Umm...Yaezakura, about graphics, I'm gonna have to stop ya there.
(Big images, sorry.)
This is a screenshot from Skyrim, one of, if not THE most graphically-intensive game in the current iteration of games. Now, it looks good. It looks DAMN good. BUT, that's using a rendering method known as
ray casting, a method that's been in use...pretty much since 3D graphics came on the gaming scene. It can produce some absolutely stunning visuals, and do so somewhat efficiently. This game also makes use of such things as anisotropic filtering, bump mapping, normal mapping...the list goes on.
Is that a picture of glasses, dice, and shit? No. Its straight from
this Wikipedia article on ray
tracing. This is no bullshit image. Go look in the talk section for that image, the uploader mentioned it took him
560 hours. Well over 23 days for one image that looks so realistic, I honestly thought it was taken in real life.
That is the kind of graphics we're working toward.
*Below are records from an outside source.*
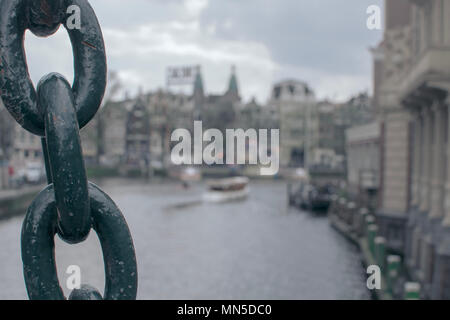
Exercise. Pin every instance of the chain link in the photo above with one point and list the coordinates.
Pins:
(69, 205)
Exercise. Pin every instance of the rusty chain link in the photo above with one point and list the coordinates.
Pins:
(70, 205)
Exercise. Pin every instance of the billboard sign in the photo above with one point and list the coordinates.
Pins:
(182, 75)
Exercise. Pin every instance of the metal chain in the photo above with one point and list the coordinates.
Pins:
(69, 205)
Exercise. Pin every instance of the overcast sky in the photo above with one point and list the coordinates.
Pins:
(322, 42)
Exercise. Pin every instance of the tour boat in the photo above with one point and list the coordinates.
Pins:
(228, 189)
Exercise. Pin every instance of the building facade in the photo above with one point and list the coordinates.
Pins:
(298, 121)
(412, 85)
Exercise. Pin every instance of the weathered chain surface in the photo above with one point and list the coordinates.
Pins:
(70, 205)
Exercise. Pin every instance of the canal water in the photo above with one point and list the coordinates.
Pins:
(253, 249)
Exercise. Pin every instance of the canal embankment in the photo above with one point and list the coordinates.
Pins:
(359, 226)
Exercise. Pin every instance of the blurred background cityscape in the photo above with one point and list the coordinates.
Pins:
(364, 151)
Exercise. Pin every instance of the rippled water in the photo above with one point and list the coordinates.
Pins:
(255, 249)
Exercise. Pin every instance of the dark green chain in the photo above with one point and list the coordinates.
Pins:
(70, 205)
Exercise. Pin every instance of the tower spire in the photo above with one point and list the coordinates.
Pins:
(233, 89)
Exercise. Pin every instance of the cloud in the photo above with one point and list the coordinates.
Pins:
(323, 42)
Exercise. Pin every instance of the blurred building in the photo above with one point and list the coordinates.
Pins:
(298, 121)
(411, 83)
(330, 150)
(363, 161)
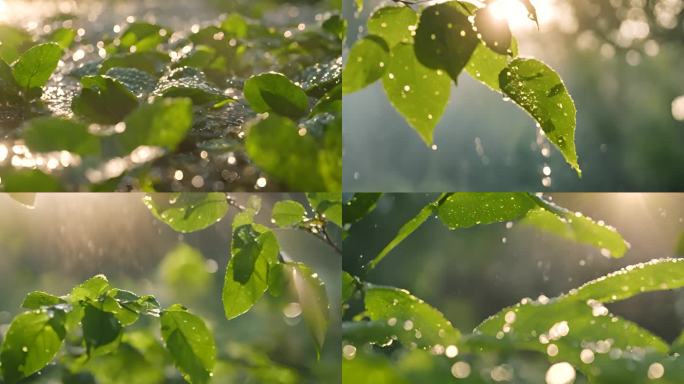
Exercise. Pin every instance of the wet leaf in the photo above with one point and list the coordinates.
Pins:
(190, 83)
(31, 342)
(35, 66)
(577, 227)
(253, 249)
(485, 65)
(164, 123)
(393, 24)
(184, 269)
(349, 285)
(539, 90)
(464, 210)
(407, 229)
(188, 212)
(313, 299)
(190, 343)
(414, 321)
(445, 38)
(273, 92)
(287, 213)
(275, 145)
(140, 83)
(418, 93)
(360, 205)
(90, 289)
(104, 100)
(37, 299)
(50, 134)
(101, 331)
(366, 64)
(328, 205)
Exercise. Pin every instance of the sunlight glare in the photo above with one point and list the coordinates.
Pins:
(517, 16)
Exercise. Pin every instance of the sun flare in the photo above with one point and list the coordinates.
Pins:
(516, 14)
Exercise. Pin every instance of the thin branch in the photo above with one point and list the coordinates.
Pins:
(314, 226)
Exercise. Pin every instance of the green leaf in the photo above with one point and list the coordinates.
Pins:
(9, 90)
(328, 205)
(14, 42)
(349, 285)
(578, 320)
(445, 38)
(655, 275)
(190, 83)
(29, 181)
(393, 24)
(312, 298)
(184, 270)
(418, 93)
(104, 100)
(407, 229)
(275, 145)
(494, 32)
(37, 299)
(164, 123)
(577, 227)
(359, 333)
(139, 82)
(330, 152)
(50, 134)
(274, 92)
(539, 90)
(235, 25)
(531, 10)
(288, 213)
(485, 65)
(253, 250)
(413, 320)
(35, 66)
(359, 369)
(679, 248)
(101, 331)
(360, 205)
(464, 210)
(359, 5)
(366, 64)
(190, 343)
(90, 289)
(188, 212)
(32, 341)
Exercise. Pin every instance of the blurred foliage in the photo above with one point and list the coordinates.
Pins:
(266, 345)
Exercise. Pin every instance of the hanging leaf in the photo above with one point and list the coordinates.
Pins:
(538, 89)
(418, 93)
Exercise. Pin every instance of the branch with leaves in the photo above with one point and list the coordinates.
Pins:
(417, 50)
(256, 265)
(575, 331)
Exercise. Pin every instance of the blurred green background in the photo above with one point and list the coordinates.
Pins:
(621, 61)
(470, 274)
(67, 238)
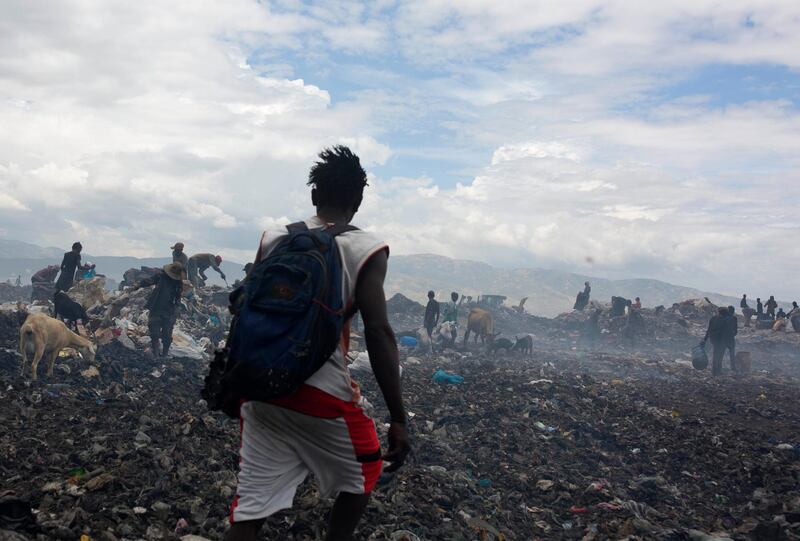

Look at the two images, compare the levels of realism. We've got a long god damned way to go between the two...and that way will not be paved by software, but by hardware. The day will come when the latter picture will become the norm for video game graphics...but that day will be long-coming.
[ETA]
And, before you discount this as some blowhard putting together disparate buzzwords and bullshit, remember this: I'm a motherfucker who has spent the past 8-9 years of his life learning how to design and code games. I've done the research, I've done the legwork. I may not know it all, but, god damn it, I know my shit.